Uncertainty Scale Measurement

The MUIS was used in this study. It is a 28-item checklist that measures uncertainty and ambiguity in terms of symptoms, diagnoses, treatments, relationships with caregivers, and planning for the future. It assesses four dimensions (ambiguity, complexity, inconsistency and unpredictability) on a 5-point Likert scale (from 1- strongly disagree, to 5- strongly agree)37. The reliability of the MUIS has been determined as from adequate to excellent and demonstrates good validity, as well as the Chinese version18,19. Score of MUIS ranges from 28–140. A higher MUIS score indicates a higher level of uncertainty. We described MUIS score of ≥84 as high illness uncertainty group.

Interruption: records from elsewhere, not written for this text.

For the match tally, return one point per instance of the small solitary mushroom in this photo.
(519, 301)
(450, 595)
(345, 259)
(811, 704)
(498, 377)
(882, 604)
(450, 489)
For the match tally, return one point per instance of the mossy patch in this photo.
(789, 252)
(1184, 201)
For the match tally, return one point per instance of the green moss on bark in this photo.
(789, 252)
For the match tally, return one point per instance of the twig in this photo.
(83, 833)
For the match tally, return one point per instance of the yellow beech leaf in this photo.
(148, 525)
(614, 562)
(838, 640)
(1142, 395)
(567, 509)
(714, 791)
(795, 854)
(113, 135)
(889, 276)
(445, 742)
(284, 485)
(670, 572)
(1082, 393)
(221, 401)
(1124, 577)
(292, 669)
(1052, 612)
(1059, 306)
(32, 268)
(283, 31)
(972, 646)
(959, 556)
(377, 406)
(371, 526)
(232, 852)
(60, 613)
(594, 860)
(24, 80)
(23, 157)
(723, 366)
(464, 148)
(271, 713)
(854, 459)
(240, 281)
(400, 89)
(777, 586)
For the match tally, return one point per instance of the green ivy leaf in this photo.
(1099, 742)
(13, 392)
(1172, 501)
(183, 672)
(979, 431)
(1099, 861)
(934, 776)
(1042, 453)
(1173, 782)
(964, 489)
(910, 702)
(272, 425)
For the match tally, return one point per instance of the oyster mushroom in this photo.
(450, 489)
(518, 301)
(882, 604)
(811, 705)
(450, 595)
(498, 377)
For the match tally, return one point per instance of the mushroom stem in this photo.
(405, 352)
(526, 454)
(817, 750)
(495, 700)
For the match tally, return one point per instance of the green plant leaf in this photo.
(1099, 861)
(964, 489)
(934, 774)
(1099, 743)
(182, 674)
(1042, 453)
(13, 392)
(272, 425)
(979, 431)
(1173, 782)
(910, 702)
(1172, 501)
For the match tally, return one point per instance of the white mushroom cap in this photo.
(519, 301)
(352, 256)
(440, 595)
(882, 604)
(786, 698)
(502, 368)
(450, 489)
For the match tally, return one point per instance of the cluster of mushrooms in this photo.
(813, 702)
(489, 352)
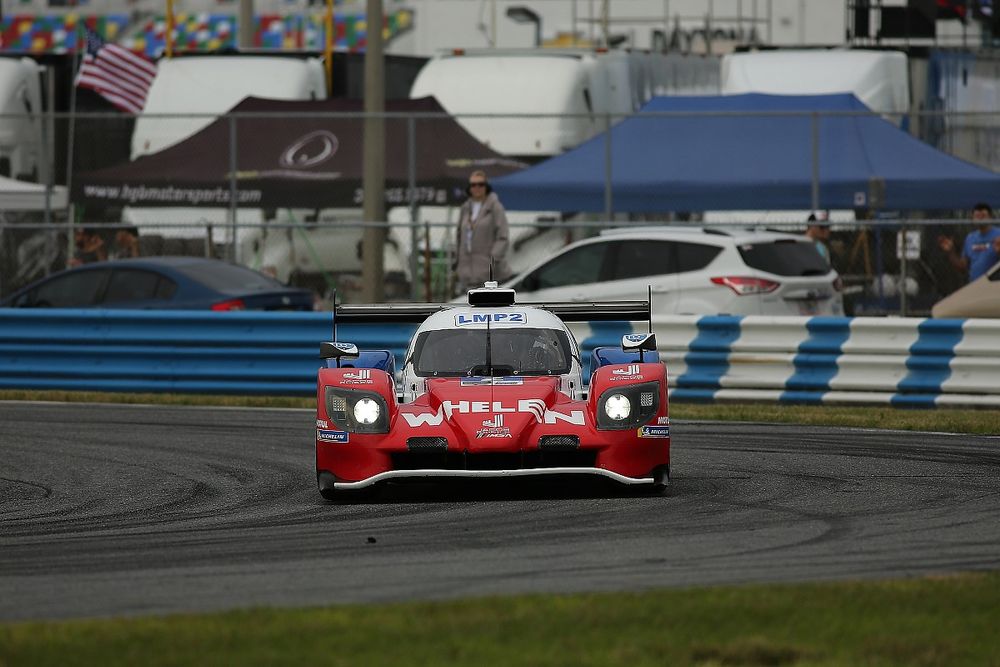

Anxiety and Depression Scale Measurement

The self-rating HADS was used in this study. It is a 14-item checklist on a 4-point Likert scale (from 0- strongly disagree, to 3- strongly agree) with 7 the items to assess anxiety (HADS-A) and another 7 to evaluate depression (HADS-D)38. The summary score of HADS ranges from 0–64, and score ≥8 in HADS-A/D indicates possible anxiety/depression39. A higher summary score from a patients’ self-rating indicates more severe anxiety and depression. The reliability and validity of the Chinese version of the HADS has been reported before40.

Statistical analysis

The data were analyzed using SPSS17.0 software. The data were given as mean ± SD. Chi square test and t test (for normally distributed data) were performed for categorical variables and continuous data respectively, to examine the differences of participants’ clinical characteristics. If the data were not normally distributed (measured by Shapiro-Wilk value), the non-parametric test was applied instead. A univariate logistic regression was conducted to identify the influential factors for high illness uncertainty, anxiety and depression. All variables that were significant at p < 0.1 in the univariate logistic analysis were included into the multivariate stepwise logistic regression models after controlling age and sex as confounding factors. Statistical significance was accepted at p < 0.05.